Government subsidies for hog farmers have helped turn the waste from nearly half the industry into biogas for power generation, resulting in a reduction of nearly 50,000 tonnes of carbon emissions annually, the Council of Agriculture said yesterday.
The council has budgeted NT$12.83 billion (US$429.1 million) for the project over four years starting in 2021, with the funds to be spent on establishing cold-chain transportation between slaughterhouses and retail markets.
The funds would also go toward upgrading farming facilities and equipment to raise pigs, the council said.
About 3,600, or 60 percent of Taiwan’s 6,000 pig farms, have photovoltaic cells installed on their roofs, which, together with the solar power generation systems on chicken coops, increases the power generated by the animal husbandry sector to 3 megawatts, the council said.
The council has spent NT$4 billion on helping to refurbish 2,100 pig styes to ensure they are more environmentally friendly and geared toward turning animal waste into biogas, Department of Animal Husbandry Deputy Director Chiang Wen-chuan (江文全) said.

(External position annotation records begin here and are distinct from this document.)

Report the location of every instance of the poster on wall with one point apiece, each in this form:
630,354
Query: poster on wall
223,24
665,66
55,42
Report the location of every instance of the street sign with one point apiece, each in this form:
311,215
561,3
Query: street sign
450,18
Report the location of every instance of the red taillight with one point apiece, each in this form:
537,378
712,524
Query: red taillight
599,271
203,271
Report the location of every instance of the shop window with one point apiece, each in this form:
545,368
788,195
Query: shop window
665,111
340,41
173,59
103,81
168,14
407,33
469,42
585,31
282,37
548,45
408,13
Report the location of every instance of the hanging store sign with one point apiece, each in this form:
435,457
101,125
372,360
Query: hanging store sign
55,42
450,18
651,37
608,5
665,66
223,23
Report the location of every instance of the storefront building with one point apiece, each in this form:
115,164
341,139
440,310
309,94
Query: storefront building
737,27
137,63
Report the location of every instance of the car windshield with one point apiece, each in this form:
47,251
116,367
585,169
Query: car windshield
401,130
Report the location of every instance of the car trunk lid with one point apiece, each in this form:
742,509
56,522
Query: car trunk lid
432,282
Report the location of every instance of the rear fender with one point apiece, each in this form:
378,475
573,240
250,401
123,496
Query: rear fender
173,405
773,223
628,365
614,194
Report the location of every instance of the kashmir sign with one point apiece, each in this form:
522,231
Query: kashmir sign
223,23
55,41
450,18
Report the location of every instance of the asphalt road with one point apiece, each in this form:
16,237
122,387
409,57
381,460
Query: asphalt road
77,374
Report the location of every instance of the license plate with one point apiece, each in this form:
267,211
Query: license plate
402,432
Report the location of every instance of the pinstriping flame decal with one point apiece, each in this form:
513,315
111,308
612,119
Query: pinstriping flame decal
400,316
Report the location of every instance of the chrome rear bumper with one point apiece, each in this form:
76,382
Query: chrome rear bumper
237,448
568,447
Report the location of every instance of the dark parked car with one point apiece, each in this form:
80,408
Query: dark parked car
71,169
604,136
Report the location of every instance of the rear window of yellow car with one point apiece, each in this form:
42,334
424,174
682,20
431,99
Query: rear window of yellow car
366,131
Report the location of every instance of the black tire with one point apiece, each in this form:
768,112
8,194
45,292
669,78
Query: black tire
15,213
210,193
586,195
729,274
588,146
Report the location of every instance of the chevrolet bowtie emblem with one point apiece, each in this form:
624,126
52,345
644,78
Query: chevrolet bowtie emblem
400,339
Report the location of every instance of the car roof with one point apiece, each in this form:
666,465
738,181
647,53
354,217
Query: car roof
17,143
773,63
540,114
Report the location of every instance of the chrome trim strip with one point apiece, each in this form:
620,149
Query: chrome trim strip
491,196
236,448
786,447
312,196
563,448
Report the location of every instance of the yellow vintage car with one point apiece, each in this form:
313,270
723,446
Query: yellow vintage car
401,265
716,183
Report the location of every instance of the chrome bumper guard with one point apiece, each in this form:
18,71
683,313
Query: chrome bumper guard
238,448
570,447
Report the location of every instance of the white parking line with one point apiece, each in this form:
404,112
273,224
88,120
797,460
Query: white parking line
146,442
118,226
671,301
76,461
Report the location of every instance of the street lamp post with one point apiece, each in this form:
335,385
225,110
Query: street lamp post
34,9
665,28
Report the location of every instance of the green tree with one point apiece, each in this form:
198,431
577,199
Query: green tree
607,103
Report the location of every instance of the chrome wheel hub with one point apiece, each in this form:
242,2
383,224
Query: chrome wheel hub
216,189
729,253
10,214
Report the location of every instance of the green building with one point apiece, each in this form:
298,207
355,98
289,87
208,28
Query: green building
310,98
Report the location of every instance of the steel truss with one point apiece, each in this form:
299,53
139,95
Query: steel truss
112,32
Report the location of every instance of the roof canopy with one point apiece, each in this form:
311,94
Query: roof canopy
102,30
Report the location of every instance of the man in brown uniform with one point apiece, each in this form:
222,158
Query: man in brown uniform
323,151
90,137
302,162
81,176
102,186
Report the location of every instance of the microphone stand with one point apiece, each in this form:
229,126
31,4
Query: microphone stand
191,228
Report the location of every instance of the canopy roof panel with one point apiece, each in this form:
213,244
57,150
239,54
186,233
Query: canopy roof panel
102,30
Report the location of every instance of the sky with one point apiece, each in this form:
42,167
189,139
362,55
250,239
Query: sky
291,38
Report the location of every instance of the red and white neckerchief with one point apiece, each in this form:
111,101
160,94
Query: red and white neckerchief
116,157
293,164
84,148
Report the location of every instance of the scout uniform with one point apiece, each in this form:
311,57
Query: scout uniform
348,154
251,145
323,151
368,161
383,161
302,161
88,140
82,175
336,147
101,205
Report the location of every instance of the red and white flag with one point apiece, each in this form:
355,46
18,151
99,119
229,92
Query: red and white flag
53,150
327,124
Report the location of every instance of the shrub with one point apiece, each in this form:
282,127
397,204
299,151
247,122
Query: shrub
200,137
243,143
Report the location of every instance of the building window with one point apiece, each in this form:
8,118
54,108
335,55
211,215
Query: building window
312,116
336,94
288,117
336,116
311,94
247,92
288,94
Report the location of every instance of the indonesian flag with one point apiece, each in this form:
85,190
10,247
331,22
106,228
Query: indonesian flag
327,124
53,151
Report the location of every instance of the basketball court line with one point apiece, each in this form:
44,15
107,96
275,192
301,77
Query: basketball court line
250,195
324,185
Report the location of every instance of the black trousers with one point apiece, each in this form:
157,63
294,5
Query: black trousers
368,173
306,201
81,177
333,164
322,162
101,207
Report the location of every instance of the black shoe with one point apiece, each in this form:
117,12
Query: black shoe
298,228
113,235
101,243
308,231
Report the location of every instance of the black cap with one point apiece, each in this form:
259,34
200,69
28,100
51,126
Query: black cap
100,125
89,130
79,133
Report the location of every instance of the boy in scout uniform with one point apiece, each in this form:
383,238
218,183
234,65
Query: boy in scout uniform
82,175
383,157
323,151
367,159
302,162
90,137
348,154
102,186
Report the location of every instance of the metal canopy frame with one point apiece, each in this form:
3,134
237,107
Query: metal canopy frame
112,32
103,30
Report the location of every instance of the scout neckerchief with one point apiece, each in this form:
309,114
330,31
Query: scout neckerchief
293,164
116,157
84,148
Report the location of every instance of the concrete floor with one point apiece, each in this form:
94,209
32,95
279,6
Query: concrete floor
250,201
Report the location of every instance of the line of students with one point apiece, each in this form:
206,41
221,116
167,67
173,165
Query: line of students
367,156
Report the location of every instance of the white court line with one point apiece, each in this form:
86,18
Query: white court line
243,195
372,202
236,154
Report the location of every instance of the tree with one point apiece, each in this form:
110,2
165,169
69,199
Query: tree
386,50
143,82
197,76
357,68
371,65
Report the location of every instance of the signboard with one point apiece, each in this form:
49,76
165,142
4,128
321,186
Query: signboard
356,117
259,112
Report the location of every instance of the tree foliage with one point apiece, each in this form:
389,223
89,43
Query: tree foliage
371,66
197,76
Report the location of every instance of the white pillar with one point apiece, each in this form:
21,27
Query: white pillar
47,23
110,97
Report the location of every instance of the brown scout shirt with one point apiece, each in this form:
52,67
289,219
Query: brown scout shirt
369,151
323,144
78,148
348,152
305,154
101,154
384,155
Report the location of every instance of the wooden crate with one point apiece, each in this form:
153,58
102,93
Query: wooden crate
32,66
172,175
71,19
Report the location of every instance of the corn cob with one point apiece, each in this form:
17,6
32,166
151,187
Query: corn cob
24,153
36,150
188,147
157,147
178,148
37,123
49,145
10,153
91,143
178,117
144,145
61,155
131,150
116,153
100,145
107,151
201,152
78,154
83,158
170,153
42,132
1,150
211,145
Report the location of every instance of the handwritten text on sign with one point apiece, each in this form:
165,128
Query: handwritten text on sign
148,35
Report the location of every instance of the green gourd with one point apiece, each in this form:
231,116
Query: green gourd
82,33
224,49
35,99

Academics have estimated that the council’s investments have helped reduce 48,039 tonnes of annual carbon emissions, the equivalent of the emissions of 148,451 scooters, Chiang said.
While Europe is the world leader in using animal waste as a source of green energy, Taiwan has made great strides and is the leading nation in Asia regarding such endeavors in the pig farming industry, he said.
Such progress is partly due to a growing acceptance of using green energy and advancements in biogas storage equipment, which have made it more resistant to corrosion and acceptable to hog farmers, Chiang said.
Efforts to make facilities more environmentally friendly are affecting market availability somewhat, as farms undergoing improvements house about 200,000 pigs, he said.
The availability of pork at markets would only be affected this year, Chiang said, adding that this is due to a shortage of constructors, many of which have been contracted to help build expansions for Taiwan Semiconductor Manufacturing Co (台積電).
The pig farming industry should see a significant increase in availability and the number of new-born piglets next year, he said.